By DIANA MONTAÑO

To most of the day laborers waiting for work on 26th Street, the urine on Virgil Street can be blamed on the bolos, or drunks.

“They have no shame, they don’t care,” said a worker who preferred to remain anonymous, standing with two friends at the corner of 26th and Van Ness, waiting for cars to drive by with work offers.

On this early afternoon, there were only a handful of workers here on 26th street, where members of the Inner Mission Neighborhood Association say day laborers wander into the Virgil Street alleyway to urinate, defecate and do drugs.

For their part, these workers said, they use the public bathroom located outside the Olympian gas station down the block on Cesar Chavez Street.

A public toilet is available one block away from Virgil on Cesar Chavez St.

A public toilet is available one block away from Virgil on Cesar Chavez St.
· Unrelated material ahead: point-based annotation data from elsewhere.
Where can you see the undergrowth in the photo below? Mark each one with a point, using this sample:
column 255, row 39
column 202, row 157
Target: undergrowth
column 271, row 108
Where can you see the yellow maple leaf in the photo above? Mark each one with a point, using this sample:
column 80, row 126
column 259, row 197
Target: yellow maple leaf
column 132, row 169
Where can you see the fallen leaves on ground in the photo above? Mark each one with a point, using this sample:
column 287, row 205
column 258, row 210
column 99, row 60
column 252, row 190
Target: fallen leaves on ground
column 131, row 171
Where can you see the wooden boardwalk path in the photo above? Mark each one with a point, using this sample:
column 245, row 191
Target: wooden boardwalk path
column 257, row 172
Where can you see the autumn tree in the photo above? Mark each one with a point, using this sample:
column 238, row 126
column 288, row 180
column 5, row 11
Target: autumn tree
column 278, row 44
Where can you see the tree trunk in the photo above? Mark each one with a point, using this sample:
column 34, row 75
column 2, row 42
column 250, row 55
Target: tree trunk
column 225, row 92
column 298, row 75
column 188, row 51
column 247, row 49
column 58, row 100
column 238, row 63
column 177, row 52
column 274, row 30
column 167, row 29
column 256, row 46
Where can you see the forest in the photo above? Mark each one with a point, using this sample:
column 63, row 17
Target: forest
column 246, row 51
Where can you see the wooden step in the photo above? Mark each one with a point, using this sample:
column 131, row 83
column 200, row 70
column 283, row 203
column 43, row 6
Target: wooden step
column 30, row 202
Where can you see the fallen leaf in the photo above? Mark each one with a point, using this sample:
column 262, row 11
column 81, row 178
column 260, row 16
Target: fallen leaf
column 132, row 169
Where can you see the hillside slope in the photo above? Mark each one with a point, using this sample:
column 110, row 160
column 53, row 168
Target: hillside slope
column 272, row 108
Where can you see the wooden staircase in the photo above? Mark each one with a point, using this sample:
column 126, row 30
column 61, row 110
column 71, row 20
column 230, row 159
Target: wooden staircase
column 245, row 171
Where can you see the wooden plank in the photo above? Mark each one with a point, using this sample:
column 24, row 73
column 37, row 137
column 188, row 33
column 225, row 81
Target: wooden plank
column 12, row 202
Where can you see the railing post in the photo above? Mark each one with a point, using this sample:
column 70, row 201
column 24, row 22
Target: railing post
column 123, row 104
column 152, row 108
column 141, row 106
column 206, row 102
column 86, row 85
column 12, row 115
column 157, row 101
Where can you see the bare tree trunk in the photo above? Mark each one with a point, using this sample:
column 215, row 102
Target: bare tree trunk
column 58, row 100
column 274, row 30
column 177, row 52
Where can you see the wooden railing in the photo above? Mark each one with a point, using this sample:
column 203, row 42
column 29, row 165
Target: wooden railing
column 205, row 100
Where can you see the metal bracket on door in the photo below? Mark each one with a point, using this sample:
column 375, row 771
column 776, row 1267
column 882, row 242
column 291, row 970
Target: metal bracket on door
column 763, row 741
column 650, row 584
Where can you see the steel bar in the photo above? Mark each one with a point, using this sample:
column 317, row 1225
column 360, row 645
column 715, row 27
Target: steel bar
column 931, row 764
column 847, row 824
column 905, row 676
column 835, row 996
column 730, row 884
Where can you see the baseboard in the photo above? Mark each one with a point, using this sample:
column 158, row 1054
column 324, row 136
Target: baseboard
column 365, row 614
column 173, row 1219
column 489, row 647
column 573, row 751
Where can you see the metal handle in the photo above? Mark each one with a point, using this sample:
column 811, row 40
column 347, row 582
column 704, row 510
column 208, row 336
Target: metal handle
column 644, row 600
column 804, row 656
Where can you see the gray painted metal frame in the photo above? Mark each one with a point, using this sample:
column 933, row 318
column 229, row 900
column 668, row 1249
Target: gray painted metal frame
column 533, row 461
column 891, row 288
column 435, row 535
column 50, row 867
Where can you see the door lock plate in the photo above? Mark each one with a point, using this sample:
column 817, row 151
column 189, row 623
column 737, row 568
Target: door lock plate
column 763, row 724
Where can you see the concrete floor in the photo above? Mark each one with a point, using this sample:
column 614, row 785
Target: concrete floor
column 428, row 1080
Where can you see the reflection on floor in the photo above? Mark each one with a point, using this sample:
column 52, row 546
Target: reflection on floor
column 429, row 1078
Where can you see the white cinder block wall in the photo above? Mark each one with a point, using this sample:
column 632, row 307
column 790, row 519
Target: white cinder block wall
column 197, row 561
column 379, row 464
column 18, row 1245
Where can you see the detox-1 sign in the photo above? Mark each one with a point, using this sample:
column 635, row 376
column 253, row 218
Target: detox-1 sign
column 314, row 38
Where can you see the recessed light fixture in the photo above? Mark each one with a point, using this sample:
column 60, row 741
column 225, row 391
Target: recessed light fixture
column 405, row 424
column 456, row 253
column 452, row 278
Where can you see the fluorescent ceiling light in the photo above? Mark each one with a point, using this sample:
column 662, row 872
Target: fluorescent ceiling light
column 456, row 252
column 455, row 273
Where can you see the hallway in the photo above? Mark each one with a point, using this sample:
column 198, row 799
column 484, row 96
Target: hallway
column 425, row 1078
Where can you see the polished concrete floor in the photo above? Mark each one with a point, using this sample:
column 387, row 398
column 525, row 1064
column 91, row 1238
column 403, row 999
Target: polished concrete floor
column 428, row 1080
Twenty-sixth Street is heavily patrolled by police, they added, and so those looking for work are less likely to call attention to themselves by urinating in the street.

One block along South Van Ness towards Cesar Chavez Street, the green bathroom kiosk they speak of is clearly visible: a 25-cent pay toilet open to the public.

Meena, an employee at Olympian gas station who wished to be identified by first name only, said that she sees day laborers regularly use the city-owned pay toilet. At times, however, “since there’s a lot of people and only one bathroom,” a line often forms and people get impatient and leave.

Leaning against the green kiosk for a noontime nap, Felix Cruz, 40, said that he and  most of his fellow laborers use either the Olympian bathroom or one in Garfield Park. Some, however, he said, don’t use either.

Some workers, he added, are afraid that in the time they spend waiting for the bathroom, a potential employer may drive by. He also said that many of the workers who wait on 26th come from rural communities in southern Mexico, where there is no potable water and urinating outdoors is more commonplace.

The bathroom where he napped, he said, is also used by addicts to do drugs. Homeless people sometimes sleep inside until cleaning crews show up. “So some people just don’t want to go in there,” he explained.

For Hector Valdez, coordinator of the Day Laborer Program, the issue of day laborers, urine and neighbor complaints is “the same old story”–a seemingly endless tug of war between workers who want to work, residents who want clean streets, and a City Hall that seems to have no answers.

According to Valdez, the Day Labor Program has been active in trying to address the issue of bathroom access for day laborers in the Mission. A few years back, program staff surveyed laborers and found that most businesses refused workers bathroom use if they failed to buy something. These findings led the Program–which is funded by the city–to approach City Hall in order to demand more resources to set up additional bathrooms.

Joel Loyola, a day laborer and program member involved in the bathroom campaign, said workers proposed many solutions: putting the day laborers themselves in charge of cleaning the bathrooms; equipping portable toilets with a lock and chain and making them accessible only at times when day laborers were on the street; having city employees pick them up at the end of every day so they could not be used for illicit nighttime activities.

Yet all these proposals made in 2007 fell on deaf city ears. Moreover, none seemed to please the neighborhood representatives, he said.

Valdez and Loyola said it was primarily the neighbors’ obstinacy and city inaction, that brought the campaign to a standstill in 2007.

“The real issue is one of how to coexist and live together,” said Loyola. “But they [the neighbors] don’t want to coexist–they just want us out.” Loyola claimed that at meetings, when workers would ask the neighbors what they saw as solutions, “They would say, ‘Go back to Mexico’–that was their answer. For us to go away.”

Valdez said that as long as residents refused to cooperate with any of the workers’ proposals,  City Hall felt no need  to do anything about the issue.

“The bottom line is, they [the neighbors] don’t want us in their neighborhood, even if they need the labor,” said Valdez. “No matter what we do, they just don’t want to see workers- they consider them a nuisance; they’re scared of them.”